Tom und Sarah sind ein Paar. Kennen lernen, Hochzeit, Ehestreit. Das gemeinsame Glück währt nicht ewig und schon beginnen die beiden Turteltäubchen sich einen harten Rosenkrieg zu liefern.
In den Zeiten, da junge Studenten die freie Liebe propagierten und damit einem einstigen Tabu und der elterlichen Prüderie Paroli boten, besang der Franzose und Skandalmusiker (lange bevor es Eminem gab) Serge Gainsbourg mit seiner Geliebten Jane Birkin eine Platte, die jüngst durch den Sampler "I Love Serge" und auch Sven Väths zugegebenermaßen recht merkwürdige Interpretation es wieder zu gewisser Aktualität gebracht hat. Je t'aime... moi non plus lautete der obszöne Text, der seinerzeit seine Wirkung kaum verfehlte.
Liebe, die keine ist - das ist ein Thema des neuen Films von Shawn Levy, ebenjenem Regisseur, den wohl kaum jemand in Deutschland kennen dürfte. Sein letzter Streich Lügen Haben Kurze Beine zeigt die Streiche eines kleinen, notorischen Lügners, der es als schlechter Abklatsch von Kevin allein Zuhaus ziemlich krachen lässt.
Tom und Sarah sind die beiden Protagonisten des Films. Tom kommt aus ärmlichen Verhältnissen, ist schlaksig, moderiert eine Show im Radio und kommt sehr unordentlich daher. Sarah ist ein verwöhntes, wenn auch nettes Mädel aus reichem Elternhaus. Sie kennt die Regeln der Etikette so gut wie Tom die Spieler eines beliebigen amerikanischen Football-Teams aufzählen kann. Sie ist elegant, hübsch, gepflegt und trotzdem abenteuerlustig, weswegen, als sie Tom trifft, in ihm ihren Traummann findet - dem die Familie natürlich ablehnend gegenübersteht. Allen Widrigkeiten zum Trotz fackeln die zwei Turteltäubchen nicht lange und heiraten, so wie es sich gehört, mit allem dazugehörigen Pomp. Dass Sarahs Verehrer Peter zu den windigen Leuten aus finanziell geadelten Kreisen gehört, macht die ohnehin platte Geschichte nicht sonderlich reichhaltiger. Er ist der Böse, derjenige, der dem trotteligen und grenzdebilen Tom die wunderhübsche und zuckersüße Sarah wegschnappen möchte.
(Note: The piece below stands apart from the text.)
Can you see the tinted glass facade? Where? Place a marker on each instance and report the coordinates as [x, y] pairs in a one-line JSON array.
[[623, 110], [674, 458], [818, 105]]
Vordergründig geht es in dem Film aber um Missverständnisse, das Aneinander-Vorbeireden und zu hohe Erwartungshaltungen. Tom kann natürlich nicht wissen, dass Sarah in Venedig lieber den Dogenpalast eingehend studiert als in einer amerikanischen Kneipe Bier zu trinken. Eigentlich spiegelt sich die verzwickte Situation auch in einer metaphysischen Ebene: der Honeymoon in Europa endet schließlich auch wegen des Nicht-Amerikanisch-Seins Europas im Desaster. Komfortansprüche und eine mangelnde Gabe zur Anpassung, zur Toleranzentwicklung gegenüber dem Anderen und dem Anderssein beginnen gleich am französischen Flughafen. Während dem unkritischen amerikanischen Publikum diese Erlebnisperspektive im Film verwehrt bleibt (besonders in Zeiten angespannter U.S.-europäischer Beziehungen), erlebt man hierzulande alleine dadurch eine geringfügige Aufwertung des sonst viel zu kitschigen, viel zu bornierten, viel zu einfallslosen, viel zu hollywoodesken Streifens. Tom und Sarah leben sich auseinander, weil einander nicht zuzuhören vermögen, weil sie nicht die Besonderheiten des anderen Geschlechts, mitsamt aller Marotten, akzeptieren wollen. Doch lieben tun sie sich trotzdem... Ist das nicht schön?